Maldita sea, esta semana sólo me he encargado de suspirar mucho.
—Registra las cámaras de la habitación 152,de Caín por favor—le pedí.
Él fue al otro estudio, y se sentó en su silla mientras, marcaba rápidamente los teclados de la computadora que tenía al frente.
—Aquí está—dice—. ¿Lo reproduzco?
Asentí.
Miré atentamente la pantalla, y vi como Tales salía de su habitación. Cerrando con llave, y luego se iba. Segundos después, veinte segundos como máximo, una chica abría la cerradura de la habitación.

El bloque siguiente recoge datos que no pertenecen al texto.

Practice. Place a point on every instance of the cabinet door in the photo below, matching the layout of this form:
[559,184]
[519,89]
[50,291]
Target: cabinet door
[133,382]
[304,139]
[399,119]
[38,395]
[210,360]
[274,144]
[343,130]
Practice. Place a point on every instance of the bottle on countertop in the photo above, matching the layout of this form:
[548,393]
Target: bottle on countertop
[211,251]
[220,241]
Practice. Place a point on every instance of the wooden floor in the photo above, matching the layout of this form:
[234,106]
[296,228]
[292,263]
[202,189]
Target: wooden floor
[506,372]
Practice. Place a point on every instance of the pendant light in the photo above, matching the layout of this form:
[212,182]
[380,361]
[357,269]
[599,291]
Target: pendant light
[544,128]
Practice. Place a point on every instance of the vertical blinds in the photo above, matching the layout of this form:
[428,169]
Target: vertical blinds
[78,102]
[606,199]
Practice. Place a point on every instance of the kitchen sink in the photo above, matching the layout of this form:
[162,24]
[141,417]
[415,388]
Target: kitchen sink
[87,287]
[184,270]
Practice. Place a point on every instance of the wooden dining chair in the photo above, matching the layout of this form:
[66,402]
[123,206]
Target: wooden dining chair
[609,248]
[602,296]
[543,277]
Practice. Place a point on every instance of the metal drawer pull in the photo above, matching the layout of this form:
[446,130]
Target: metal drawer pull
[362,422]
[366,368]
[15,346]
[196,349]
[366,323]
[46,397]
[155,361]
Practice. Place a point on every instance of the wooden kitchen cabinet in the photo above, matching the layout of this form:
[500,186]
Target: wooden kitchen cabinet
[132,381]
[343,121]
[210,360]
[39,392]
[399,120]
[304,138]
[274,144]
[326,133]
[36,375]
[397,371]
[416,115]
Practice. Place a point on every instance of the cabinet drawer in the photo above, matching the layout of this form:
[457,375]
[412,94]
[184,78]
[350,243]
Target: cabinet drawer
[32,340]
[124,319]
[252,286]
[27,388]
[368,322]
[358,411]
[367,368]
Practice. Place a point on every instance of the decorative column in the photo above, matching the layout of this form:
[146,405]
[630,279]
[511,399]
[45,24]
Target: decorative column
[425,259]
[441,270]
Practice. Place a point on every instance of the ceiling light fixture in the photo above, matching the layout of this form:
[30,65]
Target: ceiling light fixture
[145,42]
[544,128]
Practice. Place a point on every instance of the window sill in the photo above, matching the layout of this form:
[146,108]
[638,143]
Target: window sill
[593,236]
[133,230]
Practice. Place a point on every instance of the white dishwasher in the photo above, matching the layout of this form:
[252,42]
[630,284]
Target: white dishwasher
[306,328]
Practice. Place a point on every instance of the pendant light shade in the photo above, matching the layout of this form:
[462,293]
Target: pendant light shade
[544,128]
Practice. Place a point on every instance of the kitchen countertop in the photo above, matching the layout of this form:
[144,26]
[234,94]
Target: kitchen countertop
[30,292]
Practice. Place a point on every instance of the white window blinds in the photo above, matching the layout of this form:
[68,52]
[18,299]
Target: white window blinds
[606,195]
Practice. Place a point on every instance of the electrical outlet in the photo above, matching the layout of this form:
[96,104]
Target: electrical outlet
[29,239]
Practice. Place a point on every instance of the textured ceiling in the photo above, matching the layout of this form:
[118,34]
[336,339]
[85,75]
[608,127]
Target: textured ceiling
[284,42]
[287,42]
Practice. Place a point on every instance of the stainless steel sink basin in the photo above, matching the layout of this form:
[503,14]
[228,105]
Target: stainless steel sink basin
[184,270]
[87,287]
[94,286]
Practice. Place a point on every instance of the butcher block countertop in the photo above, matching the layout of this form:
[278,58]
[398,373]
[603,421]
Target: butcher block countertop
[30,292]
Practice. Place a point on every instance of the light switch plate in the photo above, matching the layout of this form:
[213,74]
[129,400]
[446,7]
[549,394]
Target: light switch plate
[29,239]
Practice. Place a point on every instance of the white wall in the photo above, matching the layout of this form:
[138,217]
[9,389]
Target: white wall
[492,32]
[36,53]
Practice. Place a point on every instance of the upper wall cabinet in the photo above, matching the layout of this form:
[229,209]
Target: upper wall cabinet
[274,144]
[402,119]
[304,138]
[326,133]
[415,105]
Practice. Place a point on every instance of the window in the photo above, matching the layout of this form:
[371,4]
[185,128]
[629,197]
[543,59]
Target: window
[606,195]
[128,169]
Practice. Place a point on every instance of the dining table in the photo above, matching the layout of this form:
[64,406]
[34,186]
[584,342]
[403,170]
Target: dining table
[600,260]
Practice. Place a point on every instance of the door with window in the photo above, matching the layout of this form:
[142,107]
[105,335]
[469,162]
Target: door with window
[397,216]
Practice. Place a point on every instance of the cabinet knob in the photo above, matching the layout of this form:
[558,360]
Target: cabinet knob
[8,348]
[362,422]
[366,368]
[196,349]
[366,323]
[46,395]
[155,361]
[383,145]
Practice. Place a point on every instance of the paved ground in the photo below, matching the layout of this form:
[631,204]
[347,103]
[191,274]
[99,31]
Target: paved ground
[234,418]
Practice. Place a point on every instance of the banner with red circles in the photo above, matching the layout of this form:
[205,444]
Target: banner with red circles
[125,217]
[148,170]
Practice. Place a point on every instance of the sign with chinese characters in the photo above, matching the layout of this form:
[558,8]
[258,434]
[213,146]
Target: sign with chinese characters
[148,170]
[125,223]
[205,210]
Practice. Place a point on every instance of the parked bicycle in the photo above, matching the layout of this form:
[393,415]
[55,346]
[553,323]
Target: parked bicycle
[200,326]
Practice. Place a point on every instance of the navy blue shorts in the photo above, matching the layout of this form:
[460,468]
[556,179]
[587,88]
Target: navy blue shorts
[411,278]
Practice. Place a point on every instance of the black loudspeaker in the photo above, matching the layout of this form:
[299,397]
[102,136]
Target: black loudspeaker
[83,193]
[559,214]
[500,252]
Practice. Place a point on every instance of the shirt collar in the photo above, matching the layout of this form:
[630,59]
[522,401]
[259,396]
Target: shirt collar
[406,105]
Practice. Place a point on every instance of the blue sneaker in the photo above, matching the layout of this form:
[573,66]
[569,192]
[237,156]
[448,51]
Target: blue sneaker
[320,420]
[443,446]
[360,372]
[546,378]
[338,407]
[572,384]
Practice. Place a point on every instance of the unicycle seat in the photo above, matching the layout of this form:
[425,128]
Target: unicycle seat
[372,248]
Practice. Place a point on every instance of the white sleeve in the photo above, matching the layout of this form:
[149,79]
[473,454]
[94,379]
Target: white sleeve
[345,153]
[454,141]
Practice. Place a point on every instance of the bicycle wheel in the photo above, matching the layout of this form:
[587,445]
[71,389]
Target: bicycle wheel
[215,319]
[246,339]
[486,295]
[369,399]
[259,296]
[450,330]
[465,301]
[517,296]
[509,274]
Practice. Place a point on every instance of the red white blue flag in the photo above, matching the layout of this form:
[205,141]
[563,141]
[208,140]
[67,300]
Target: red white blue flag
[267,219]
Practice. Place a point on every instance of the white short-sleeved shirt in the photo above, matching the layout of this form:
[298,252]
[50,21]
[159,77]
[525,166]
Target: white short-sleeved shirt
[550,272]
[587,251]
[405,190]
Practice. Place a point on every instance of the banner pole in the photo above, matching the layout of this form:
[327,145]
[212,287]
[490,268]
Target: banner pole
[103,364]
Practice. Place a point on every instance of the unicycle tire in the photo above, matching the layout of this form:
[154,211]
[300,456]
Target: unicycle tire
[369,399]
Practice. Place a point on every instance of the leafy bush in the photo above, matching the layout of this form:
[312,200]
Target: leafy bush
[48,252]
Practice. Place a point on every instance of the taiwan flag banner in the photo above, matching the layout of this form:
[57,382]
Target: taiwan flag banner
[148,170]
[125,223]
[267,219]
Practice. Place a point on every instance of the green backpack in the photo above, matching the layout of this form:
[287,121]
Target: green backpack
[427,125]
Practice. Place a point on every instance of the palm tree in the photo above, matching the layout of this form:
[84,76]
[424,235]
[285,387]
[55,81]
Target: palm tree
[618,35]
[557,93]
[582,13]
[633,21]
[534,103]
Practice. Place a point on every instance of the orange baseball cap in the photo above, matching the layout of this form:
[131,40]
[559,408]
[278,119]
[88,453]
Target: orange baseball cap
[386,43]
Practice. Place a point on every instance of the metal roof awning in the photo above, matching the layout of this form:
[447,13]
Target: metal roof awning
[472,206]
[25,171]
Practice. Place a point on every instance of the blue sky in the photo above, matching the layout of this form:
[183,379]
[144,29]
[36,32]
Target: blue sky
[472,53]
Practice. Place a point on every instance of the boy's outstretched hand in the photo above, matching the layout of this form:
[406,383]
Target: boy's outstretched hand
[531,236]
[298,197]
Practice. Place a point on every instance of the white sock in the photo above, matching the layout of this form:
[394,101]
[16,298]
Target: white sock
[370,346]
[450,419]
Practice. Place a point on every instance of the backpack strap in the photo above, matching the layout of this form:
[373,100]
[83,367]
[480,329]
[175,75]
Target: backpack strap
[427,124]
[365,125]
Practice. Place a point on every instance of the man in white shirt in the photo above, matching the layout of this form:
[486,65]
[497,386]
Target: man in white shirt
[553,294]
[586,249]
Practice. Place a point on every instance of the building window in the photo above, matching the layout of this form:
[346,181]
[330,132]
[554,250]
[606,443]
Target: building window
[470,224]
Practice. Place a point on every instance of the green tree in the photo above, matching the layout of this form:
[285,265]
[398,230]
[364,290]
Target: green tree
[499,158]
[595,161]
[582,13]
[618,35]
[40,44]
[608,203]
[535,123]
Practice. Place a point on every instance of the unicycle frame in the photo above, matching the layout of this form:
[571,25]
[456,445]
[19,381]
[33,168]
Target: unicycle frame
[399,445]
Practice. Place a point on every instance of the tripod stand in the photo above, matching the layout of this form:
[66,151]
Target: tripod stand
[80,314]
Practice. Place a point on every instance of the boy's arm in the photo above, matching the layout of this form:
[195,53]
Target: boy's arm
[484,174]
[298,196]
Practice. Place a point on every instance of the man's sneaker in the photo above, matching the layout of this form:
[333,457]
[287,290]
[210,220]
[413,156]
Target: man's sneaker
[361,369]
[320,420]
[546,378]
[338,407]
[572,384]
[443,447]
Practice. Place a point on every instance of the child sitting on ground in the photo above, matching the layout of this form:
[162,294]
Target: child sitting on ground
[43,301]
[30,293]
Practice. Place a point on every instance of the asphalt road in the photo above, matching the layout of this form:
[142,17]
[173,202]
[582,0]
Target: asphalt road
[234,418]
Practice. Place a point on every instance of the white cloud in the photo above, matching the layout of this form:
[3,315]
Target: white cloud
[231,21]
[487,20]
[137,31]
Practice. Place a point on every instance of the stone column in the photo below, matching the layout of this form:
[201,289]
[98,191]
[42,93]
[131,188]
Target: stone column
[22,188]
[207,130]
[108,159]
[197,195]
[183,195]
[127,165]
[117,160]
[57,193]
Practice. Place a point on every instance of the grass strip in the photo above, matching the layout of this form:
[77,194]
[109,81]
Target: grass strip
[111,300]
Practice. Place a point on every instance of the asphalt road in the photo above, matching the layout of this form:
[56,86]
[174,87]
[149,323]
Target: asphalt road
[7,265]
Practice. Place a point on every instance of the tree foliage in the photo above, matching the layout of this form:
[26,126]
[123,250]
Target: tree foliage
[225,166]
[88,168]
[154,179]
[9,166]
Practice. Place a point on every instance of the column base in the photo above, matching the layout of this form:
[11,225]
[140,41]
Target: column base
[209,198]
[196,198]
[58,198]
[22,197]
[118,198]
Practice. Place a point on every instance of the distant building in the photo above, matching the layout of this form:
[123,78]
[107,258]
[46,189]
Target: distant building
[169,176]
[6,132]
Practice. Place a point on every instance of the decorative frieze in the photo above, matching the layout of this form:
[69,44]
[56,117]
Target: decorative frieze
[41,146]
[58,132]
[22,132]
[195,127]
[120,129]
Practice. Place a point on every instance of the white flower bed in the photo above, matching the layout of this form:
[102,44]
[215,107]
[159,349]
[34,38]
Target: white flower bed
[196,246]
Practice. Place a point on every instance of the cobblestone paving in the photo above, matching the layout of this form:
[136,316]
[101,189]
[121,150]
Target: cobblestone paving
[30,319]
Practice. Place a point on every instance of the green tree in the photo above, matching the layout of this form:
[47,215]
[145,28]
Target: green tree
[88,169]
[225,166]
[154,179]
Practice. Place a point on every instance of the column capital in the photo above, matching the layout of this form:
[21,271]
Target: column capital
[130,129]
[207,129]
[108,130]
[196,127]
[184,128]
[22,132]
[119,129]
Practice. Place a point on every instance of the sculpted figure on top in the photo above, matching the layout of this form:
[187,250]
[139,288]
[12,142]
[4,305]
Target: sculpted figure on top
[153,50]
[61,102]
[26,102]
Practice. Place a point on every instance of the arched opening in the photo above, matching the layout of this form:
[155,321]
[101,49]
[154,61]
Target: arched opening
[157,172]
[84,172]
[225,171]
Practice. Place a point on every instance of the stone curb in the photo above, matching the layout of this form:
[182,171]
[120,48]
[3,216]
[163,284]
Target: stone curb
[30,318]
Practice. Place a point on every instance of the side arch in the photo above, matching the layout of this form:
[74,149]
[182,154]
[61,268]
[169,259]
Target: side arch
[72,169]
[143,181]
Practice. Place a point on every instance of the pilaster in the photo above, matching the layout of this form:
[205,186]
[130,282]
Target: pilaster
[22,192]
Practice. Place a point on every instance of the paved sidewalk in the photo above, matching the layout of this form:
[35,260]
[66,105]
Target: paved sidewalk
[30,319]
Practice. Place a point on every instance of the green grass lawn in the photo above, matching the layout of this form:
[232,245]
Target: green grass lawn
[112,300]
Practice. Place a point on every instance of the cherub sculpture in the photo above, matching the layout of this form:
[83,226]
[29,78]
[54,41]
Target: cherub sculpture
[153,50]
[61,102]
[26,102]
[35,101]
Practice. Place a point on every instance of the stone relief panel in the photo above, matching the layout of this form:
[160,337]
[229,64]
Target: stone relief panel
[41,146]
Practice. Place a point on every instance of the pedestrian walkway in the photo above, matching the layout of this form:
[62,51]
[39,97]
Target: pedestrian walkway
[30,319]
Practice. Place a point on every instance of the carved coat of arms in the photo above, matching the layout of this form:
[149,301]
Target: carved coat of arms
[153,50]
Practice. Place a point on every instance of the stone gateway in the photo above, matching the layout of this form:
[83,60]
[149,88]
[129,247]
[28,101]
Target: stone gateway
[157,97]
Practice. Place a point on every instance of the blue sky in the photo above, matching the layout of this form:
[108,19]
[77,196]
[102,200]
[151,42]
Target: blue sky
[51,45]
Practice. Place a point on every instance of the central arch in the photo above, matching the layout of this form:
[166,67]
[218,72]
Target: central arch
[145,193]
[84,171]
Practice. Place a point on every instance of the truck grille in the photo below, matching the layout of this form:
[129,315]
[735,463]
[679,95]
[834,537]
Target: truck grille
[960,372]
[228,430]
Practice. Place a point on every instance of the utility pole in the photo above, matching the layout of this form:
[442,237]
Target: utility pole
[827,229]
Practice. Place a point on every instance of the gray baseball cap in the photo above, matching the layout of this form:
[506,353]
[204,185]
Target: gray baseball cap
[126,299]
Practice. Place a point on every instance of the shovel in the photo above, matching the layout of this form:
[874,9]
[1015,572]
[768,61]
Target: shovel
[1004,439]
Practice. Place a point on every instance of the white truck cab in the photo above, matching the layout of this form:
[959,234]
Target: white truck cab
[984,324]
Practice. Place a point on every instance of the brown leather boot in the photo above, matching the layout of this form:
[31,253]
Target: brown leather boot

En un momento gira a un punto de la cámara y su rostro es visto.
Más no lo reconozco. Facciones coreanas, y su cabello es verde. Igual al mío. Pero yo no soy coreana.
—¿Puedes hacer una búsqueda en el sistema con su rostro?
—Ya lo he hecho. —sonríe orgulloso—. Su nombre es Syan Jung Cho, se encuentra en la habitación 399.
Sonreí satisfecha.
La había encontrado.
—Gracias, Clark.
(...)
Miré el número, y era el correcto. Tomé la llave que tenía en mano, lista para abrir la puerta, y la mano de Tales se posó en la mía, mandando electricidad extraña por mi cuerpo.
Me sentí rara con él por un momento.
—¿Estás segura que es ella? —pregunta, y en su tono de voz noto desconfianza.
—Sí, lo es.
Él asintió y yo procedí en abrir la puerta.
La puerta se abrió, y una Syan asustada saltó de su cama.
—¡Señorita Abby! —exclamó asustada—. ¿Qué necesita?
Hipócrita.
Le di luz verde a Tales para que la agarrara y me la atara a la silla más cercana, y así lo hizo. Miré el cuarto, y noté un lugar en específico que tenía una g****a. Me acerqué allí, a paso lento. Ignoré los gritos de Jung, y abrí la g****a.
Dentro de ella, había un collar y papeles de información. Tomé todo eso, y lo lancé a su cama. Menos el collar. Miré el collar, y era de un corazón. De esos que se abrían en dos, y que tenía una foto dentro. El collar se me hacía extrañamente familiar, que cuando lo fuí a abrir, a ver si tenía una foto dentro, fue arrebatado de mis manos.
—¡Oye! —le grité a Tales—. ¡Quiero ver!
—Eh, no—susurró algo tímido, rascándose la nuca.
Solté un pequeño bufido, pero no se me quitaban las ganas de querer ver aquél collar que de seguro yo conocía, pero no recordaba de dónde. Se me hacía extrañamente muy familiar.
Tomé los papeles, y miré cada uno. Hablaban de los pasadizos secretos de la asociación,puntos débiles e información más secreta. También había planos de dónde encontrar la sala de armamentos, y el búnker que habíamos creado.
Entre nosotros había una maldita traidora, y tal vez más.
Me acerqué a Syan, tomando su cabello. Le pegué un puñetazo en la nariz, luego otro en la cara. La sangre de su nariz brotaba demasiado. Le había roto la nariz y no me preocupaba por ello.
—Me dirás dónde se encuentra él.
—¡Vete al infierno! —me escupió, pero en mi cara no cayó.
Pequeños microsegundos después observé como Tales le pegaba un puñetazo fuerte, que la dejó noqueada.
—¿Qué encontraste? —preguntó.
—Traidores—le informé—. Hay traidores entre nosotros.